Corría el año de 1914, específicamente el 6 de abril, cuando el llamado “usurpador de la patria” promulgó en México la Ley sobre Conservación de Monumentos Históricos y Artísticos y Bellezas Naturales. El dato histórico es preciso; lo que resulta más complejo es su trasfondo simbólico. En medio de la inestabilidad política y la fractura social, el Estado reconocía, paradójicamente, la necesidad de preservar aquello que otorgaba continuidad al país: su memoria material. Sin embargo, desde el siglo XIX, en el marco de las exposiciones internacionales europeas, los estudiosos mexicanos comenzaron a advertir que conservar no era un gesto nostálgico, sino una afirmación cultural. Se privilegió lo prehispánico como raíz identitaria, sin desestimar el legado colonial.
Así, entre decretos, circulares y normativas, fue tomando forma una conciencia patrimonial que entendía el edificio histórico no solo como objeto físico, sino como documento testigo de la experiencia colectiva. El impulso modernizador de la segunda mitad del siglo XIX y los primeros años del XX trajo consigo el desarrollo científico y técnico, pero también la pregunta por aquello que debía permanecer. La discusión internacional iniciada en el III Congreso Internacional de Arquitectos de París en 1889, evidenció que la conservación era ya un tema de reflexión generalizada. México no estaba aislado: dialogaba, adaptaba y traducía esas ideas al propio contexto. Desde la Ley de Nacionalización de los Bienes del Clero en 1874, pasando por la ley francesa de 1887, la ley mexicana de 1914, la legislación de 1972 y sus reformas posteriores, el marco jurídico ha insistido en una misma idea: los monumentos históricos y artísticos constituyen un patrimonio de cultura universal. La ley de 1914 —publicada apenas un año después de la Decena Trágica— declaró de utilidad pública la conservación y afirmó que estos bienes deben cuidarse “empeñosamente”. La palabra no es menor, implica constancia, convicción y responsabilidad sostenida en el tiempo. Pero entre la ley y la realidad existe un abismo. A lo largo del siglo XX y lo que va del XXI, numerosos inmuebles han sido sacrificados en nombre del progreso. La modernidad, entendida como ruptura, ha tendido a privilegiar lo novedoso sobre lo significativo. En Saltillo —denominada por el Dr. Carlos Manuel Valdés la frontera septentrional del imperio— la demolición de inmuebles catalogados revela esa tensión permanente entre memoria y desarrollo. La casa de la calle Juárez número 207, registrada como monumento histórico del siglo XIX, con sus crujías en torno al patio central, sus muros de adobe, su techumbre de vigas de madera y sus pisos de loseta de barro, ya no existe. Su ausencia es ahora un vacío en el tejido urbano y en la narrativa de la ciudad. Así pues, la pérdida de un edificio no es únicamente la desaparición de un volumen arquitectónico; es el vacío de una referencia simbólica: se interrumpe un diálogo entre generaciones y se cancela la posibilidad de experimentar y valorar el pasado en el presente.

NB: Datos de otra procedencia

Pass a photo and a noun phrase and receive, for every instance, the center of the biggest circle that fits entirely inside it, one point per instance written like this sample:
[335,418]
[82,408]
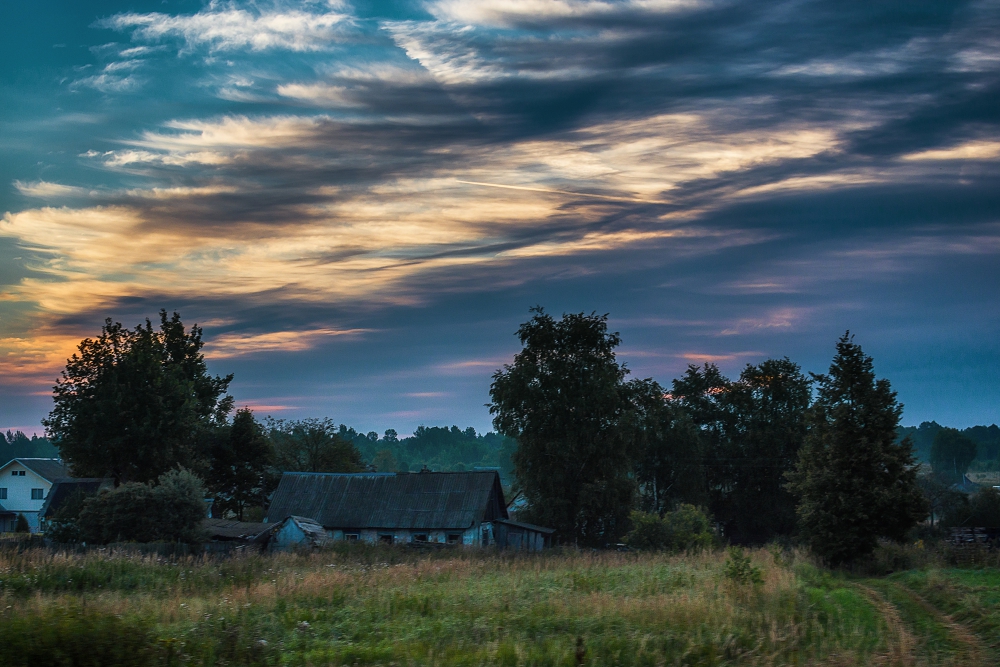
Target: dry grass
[384,606]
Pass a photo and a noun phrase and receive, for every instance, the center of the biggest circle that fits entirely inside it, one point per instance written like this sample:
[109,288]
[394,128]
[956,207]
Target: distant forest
[437,447]
[444,448]
[987,439]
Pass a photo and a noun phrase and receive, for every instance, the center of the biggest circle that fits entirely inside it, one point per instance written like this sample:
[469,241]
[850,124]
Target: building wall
[468,537]
[19,494]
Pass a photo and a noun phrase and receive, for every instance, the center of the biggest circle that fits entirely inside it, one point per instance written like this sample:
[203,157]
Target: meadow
[388,606]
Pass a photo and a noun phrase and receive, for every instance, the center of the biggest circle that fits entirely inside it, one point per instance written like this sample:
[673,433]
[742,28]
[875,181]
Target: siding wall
[19,496]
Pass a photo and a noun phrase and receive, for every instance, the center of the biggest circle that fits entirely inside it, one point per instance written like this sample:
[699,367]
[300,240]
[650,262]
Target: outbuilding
[457,508]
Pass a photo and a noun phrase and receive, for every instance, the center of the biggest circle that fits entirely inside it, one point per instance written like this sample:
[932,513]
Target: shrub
[684,529]
[740,570]
[171,511]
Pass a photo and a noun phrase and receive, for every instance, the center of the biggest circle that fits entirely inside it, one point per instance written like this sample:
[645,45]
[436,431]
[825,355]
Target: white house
[24,483]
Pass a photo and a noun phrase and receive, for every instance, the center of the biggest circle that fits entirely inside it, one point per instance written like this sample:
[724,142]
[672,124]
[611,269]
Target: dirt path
[900,649]
[972,651]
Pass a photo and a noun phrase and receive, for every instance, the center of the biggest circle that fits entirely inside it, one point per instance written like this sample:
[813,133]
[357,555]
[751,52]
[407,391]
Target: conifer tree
[854,482]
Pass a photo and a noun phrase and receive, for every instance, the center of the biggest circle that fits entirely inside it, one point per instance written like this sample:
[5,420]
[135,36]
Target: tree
[133,404]
[312,445]
[764,429]
[853,481]
[241,473]
[566,402]
[670,458]
[170,511]
[951,454]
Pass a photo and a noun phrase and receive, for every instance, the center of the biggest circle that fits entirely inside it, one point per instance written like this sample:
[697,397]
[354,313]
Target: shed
[521,536]
[65,488]
[398,508]
[297,532]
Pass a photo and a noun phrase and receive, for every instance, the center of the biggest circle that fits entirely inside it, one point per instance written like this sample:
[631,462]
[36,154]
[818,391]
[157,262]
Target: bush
[740,570]
[171,511]
[686,528]
[75,637]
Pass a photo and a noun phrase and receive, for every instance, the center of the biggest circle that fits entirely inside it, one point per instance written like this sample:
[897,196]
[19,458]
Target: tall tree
[312,445]
[566,402]
[854,482]
[241,473]
[133,404]
[670,465]
[951,454]
[764,430]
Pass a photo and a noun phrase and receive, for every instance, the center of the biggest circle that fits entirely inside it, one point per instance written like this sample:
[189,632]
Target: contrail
[563,192]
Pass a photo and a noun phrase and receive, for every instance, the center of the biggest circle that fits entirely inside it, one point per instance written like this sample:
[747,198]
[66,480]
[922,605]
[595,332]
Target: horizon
[360,201]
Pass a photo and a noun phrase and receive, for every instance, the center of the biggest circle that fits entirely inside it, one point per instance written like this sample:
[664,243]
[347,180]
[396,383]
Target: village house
[24,485]
[458,508]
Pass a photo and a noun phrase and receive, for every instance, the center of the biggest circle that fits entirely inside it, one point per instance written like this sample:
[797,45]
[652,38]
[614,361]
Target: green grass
[387,606]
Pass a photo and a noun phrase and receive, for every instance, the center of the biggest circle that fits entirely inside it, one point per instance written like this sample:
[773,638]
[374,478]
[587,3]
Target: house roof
[65,487]
[425,500]
[48,469]
[230,529]
[527,526]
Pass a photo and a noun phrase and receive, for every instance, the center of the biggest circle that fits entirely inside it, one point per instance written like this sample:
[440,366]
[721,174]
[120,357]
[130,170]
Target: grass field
[386,606]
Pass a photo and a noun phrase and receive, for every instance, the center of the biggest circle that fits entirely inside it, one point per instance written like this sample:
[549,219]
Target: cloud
[971,150]
[45,189]
[226,27]
[229,345]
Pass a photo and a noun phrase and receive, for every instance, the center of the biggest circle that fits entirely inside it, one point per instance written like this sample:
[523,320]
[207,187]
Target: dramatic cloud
[353,200]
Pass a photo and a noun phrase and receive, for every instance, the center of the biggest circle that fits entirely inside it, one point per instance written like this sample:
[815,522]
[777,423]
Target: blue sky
[359,202]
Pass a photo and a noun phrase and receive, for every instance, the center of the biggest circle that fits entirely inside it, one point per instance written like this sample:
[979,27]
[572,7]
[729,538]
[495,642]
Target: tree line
[772,454]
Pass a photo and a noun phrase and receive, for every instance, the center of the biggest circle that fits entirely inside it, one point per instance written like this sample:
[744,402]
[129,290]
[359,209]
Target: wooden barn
[455,508]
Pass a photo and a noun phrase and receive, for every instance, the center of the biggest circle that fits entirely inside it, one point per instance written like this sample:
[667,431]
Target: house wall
[468,537]
[19,495]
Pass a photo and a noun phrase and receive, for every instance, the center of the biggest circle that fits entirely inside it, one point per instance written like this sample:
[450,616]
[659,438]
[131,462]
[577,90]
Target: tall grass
[385,606]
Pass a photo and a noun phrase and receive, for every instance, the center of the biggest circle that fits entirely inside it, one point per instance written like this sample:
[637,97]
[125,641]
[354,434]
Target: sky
[359,202]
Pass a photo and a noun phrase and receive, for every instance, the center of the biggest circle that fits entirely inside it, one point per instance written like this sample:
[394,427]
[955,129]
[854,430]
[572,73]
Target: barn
[457,508]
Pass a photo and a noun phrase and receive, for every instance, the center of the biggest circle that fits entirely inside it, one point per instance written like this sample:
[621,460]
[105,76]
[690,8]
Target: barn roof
[425,500]
[230,529]
[67,486]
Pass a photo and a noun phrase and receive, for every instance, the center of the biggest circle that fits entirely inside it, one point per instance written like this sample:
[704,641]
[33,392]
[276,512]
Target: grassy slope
[383,607]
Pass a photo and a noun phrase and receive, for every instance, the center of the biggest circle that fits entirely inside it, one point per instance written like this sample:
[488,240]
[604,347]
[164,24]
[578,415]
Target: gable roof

En la literatura y en la música, el réquiem es una forma de duelo: una composición para honrar lo que ya no está. Quizá esta reflexión aspire a eso: a nombrar la pérdida para no normalizarla. Porque más allá de las leyes, los catálogos y las discusiones académicas, la conservación de la memoria requiere voluntad. Conservar no es un acto pasivo; es una acción. Defender el patrimonio implica reconocer que nuestra identidad se construye, se hereda y, sobre todo, debería cuidarse —empeñosamente—.